WebAssembly 'initial-memory' Trickery
Well, it’s a been a while. So long in fact that I actually forgot how I had the site set up and couldn’t figure out how to actually add a new entry for about 15 minutes. Well, on the plus side, everything is up to date now.
I don’t really do as much side projects anymore, I find doing 40 hours of full-time programming tends to discourage too much hobby projects and instead I just spend my free time doing more relaxing hobbies that don’t really take any real mental effort, like video games.
I was inspired by a very recent problem at work, where I’m working on a rendering engine that also compiles to WebAssembly (i.e. as close as I comfortably want to get to ‘web development’.)
Specifically, there was an unexpected and considerable performance deficit when initialising a 3D scene on the Chrome browser, which performed fine on a native Win32 platform and also performed nearly as well on Firefox.
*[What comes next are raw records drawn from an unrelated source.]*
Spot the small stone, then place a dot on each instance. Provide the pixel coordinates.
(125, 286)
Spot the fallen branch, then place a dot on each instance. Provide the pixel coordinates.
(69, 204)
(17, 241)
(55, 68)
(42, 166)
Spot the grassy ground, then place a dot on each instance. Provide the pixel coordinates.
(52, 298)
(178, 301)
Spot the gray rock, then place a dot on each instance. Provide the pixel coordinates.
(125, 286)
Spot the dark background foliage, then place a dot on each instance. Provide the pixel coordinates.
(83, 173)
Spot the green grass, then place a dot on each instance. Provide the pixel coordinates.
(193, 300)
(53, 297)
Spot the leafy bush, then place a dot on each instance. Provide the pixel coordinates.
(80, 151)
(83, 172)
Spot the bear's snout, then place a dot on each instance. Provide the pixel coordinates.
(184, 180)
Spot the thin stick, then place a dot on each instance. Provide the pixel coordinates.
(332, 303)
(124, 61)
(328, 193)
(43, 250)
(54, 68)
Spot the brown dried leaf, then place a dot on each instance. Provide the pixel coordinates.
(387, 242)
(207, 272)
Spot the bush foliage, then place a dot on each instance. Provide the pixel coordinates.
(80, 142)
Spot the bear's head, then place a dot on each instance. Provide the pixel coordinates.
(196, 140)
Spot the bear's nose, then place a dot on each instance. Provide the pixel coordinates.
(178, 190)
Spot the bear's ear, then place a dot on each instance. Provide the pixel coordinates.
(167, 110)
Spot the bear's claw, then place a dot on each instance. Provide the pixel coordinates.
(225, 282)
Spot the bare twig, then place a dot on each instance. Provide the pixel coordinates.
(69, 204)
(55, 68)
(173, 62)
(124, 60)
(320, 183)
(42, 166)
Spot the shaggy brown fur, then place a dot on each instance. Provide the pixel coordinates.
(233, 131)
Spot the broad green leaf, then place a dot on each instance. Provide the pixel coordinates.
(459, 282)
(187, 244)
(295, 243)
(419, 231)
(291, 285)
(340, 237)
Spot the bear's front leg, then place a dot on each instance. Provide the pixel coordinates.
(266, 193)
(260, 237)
Evidently there was something browser specific at play.
This project is set up intentionally with a very lightweight toolchain (i.e. not Emscripten.) Just plain C code being compiled by a fairly recent Clang/LLVM version, so it was odd that this was happening.
Now, I personally tend to program with a very crude ‘trial & error’ methodology in all my work. It may not be the most efficient approach, but I particularly like this because it allows me to very quickly learn, and occasionally pick up some interesting observations from iterative approaches in my work - some of which deviate quite a bit from the original goal, but can sometimes provide some interesting bits of knowledge upon retrospection.
In this case, it came in particularly handy. I knew up front that this was something that was browser specific, so I figured there’s little point in trying to change the code around to accomodate a single browser engine. Rather than trying 1 little change at a time, I went for a bit of a “shotgun” approach and made a whole bunch of changes - compiler flags, linker flags, toolchain upgrades.. All kinds of things that in combination were quite impractical, but it allowed me to quickly see if the full combination had any effect. And it did.
At this point I had to go in reverse. Revert my changes one by one until I found what really made an impact. Maybe it was a combination of things? Maybe it was a change that relied on another?
Turns out it was a single change. Changing the initial WebAssembly memory size. Changing this resulted in deserializing my data no longer taking ~5 minutes, but just ~20 seconds. Still twice as slow as Firefox & native variants, but far more acceptable, than.. well.. 5 minutes. Huh? I decided to investigate further why this had such a drastic effect.
For a very brief bit of background, this application sets a very small initial size, but explicitly sets a maximum memory size of 4GB (because at the time, if the maximum isn’t set explicitly, some browsers only allow up to 2GB of memory usage.) Upon closer inspection, I found out that Chrome does not reserve the full maximum address space, unlike Firefox. Instead, when the heap is exhausted, a new address space is allocated and the old data is copied across. This only gets worse over time as the heap gets larger which explains why there’s such a significant performance difference. It looks like Chrome does in fact reserve some address space, but only up to 1GB.
Ironically, setting the initial memory size to 4GB (which sounds like a terrible idea, yes, but bear with me) doesn’t actually initialise 4GB. If anything, it behaves quite similarly to what Firefox was already doing - reserving 4GB of address space / virtual memory, and allocates a small and practical heap up front that grows over time. I’ll have to test this doesn’t cause instability on mobile devices, but otherwise this seems to completely fix the performance problems with loading large data up front.
TL;DR - Chrome doesn’t reserve address space for WebAssembly memory. Consider being bold and setting your “initial” size high if you deal with potentially large data, even if your gut tells you this is wrong. Maybe when memory64 (i.e. 64-bit WebAssembly) becomes standardised this problem goes away, but we’ll see.